Demixing of bacterial CipA and CipB proteins in mammalian cell cytosol provides an orthogonal self-assembly platform for producing isolable multi-phase intracellular crystals
Demixing of bacterial CipA and CipB proteins in mammalian cell cytosol provides an orthogonal self-assembly platform for producing isolable multi-phase intracellular crystals
Hasegawa, H.; Wang, S.; Pelegri-O'Day, E.

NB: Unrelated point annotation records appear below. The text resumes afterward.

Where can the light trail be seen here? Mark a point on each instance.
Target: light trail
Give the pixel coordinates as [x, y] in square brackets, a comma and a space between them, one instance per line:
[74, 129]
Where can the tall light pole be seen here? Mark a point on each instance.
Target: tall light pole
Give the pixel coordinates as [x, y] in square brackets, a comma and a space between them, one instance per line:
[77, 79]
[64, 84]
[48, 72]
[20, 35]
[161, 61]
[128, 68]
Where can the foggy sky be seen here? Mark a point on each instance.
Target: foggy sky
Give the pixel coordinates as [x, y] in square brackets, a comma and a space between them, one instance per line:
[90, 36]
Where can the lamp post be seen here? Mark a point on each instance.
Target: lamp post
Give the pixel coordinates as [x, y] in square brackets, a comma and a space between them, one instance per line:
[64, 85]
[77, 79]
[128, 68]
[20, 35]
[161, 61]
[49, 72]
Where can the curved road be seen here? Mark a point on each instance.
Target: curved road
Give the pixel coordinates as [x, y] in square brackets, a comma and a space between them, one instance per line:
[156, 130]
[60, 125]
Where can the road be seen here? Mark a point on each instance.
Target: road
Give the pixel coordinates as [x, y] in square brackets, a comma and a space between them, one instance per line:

AbstractCrystalline inclusion proteins CipA and CipB from Photorhabdus luminescens serve as versatile scaffolds for clustering genetically fused heterologous enzymes into crystalline inclusion bodies. Although engineered Cip crystals are known to function as solid biocatalysts for improving metabolite production in bacterial cells, the phase separation behavior of Cip proteins in non-bacterial cellular environments, as well as their biochemical attributes in a soluble, non-crystalline state, remain poorly understood. This study demonstrates that CipA and CipB efficiently undergo crystallization in the cytosol of human embryonic kidney cells both at normal and hypothermic cell culture conditions. Within 72 hours post-transfection, CipA and CipB become the most abundant proteins in transfected cells and produce distinctive cytosolic crystals often exceeding 10 m at least in one of the dimensions. Co-expression of CipA and CipB drives spontaneous demixing into two distinct crystal populations, and the orthogonality is maintained even when an unrelated third protein crystallizes in the same cytosol, permitting three crystal types to coexist simultaneously. Intracellular crystals are readily isolable from cells, and once purified, these crystals are stable under physiological pH conditions. However, CipA and CipB show notable differences in their crystal dissolution kinetics and protein oligomerization states when solubilized under acidic or alkaline conditions. These findings suggest that CipA/CipB forms a robust orthogonal self-assembly pair and establish CipA/CipB crystals as an efficient platform for producing biochemically programmable intracellular crystals. These properties should extend the Cip-based scaffolding approach to mammalian cell systems for synthetic biology applications.